Eduardo Eyras

I did a PhD and first postdoc in Theoretical Physics (1995-2001), during which I published 15 articles in peer-reviewed Physics journals, which accumulate more than 1000 citations. In 2001, the publication of the draft of the human genome encouraged me to explore other areas of research. I then joined the Sanger Institute (2001-2004), where I developed one of the first computational methods to predict alternative splicing variants from EST data (Eyras et al. 2004), and participated in the landmark papers on the annotation and analysis of the mouse and rat genomes. During 2004 I contributed to the analyses of the conservation of alternative splicing in vertebrates and mammals as part of the chicken (Nature 2004) and cow (Science 2009) genome publications. In January 2005 I was appointed ICREA Research Professor at the UPF.

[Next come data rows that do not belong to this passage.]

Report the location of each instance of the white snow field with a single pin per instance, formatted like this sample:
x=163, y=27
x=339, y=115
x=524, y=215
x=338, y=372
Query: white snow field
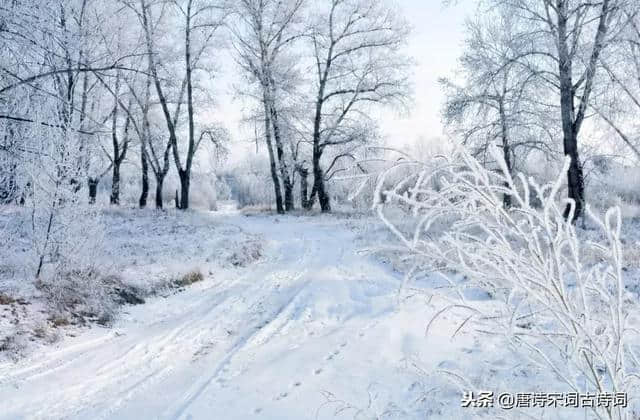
x=315, y=329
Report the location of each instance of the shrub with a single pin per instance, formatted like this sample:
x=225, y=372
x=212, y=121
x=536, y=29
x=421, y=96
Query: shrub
x=189, y=278
x=530, y=261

Since the early days of my independent career (2005- onwards), I worked on several aspects of alternative splicing, including evolution, mechanisms of regulation and relation to disease. My group described how transposable elements influence splicing regulation (Corvelo et al. 2008) and the evolution of SR proteins (Plass et al. 2008). My group also developed computational methods to predict splicing regulatory signals (Corvelo et al. 2010) and the effect on splicing of RNA secondary structures (Plass et al. 2011).

During the last years, my group has focused on the development of analysis tools for high-throughput sequencing data (Althammer et al. 2011, Sebestyén et al. 2014, Alamancos et al. 2015), which allowed us to make important contributions in the understanding of gene regulation through multiple collaborations. One of them, during a research stay of 3 months in Toronto University in 2013, funded by the Spanish Ministry of Education (Raj et al. Mol Cell 2014). More recently, my group collaborated with other scientists to propose a novel mechanism of regulation of alternative splicing through the binding of Argonaute proteins to intragenic transcriptional enhancers (Alló et al. PNAS 2014).

Current focus of my research group is to study the role of RNA processing alterations in cancer. We have recently performed one of the first exhaustive analyses of splicing alterations using multiple cancer types (Sebestyen et al. 2015, Sebestyén et al. 2016). We have described alterations in splicing factors and alternative splicing events related to cell proliferation (Sebestyén et al. 2016), cancer progression, and metastasis (Trincado et al. 2016).  We have also recently described that splicing changes in cancer recapitulate the functional impacts of cancer mutations (Climente-Gonzalez et al. 2017). We now plan to develop tools to identify those alterations with potential therapeutic relevance, with the overall goal of contributing to current cancer genomic strategies of prognosis and therapy selection.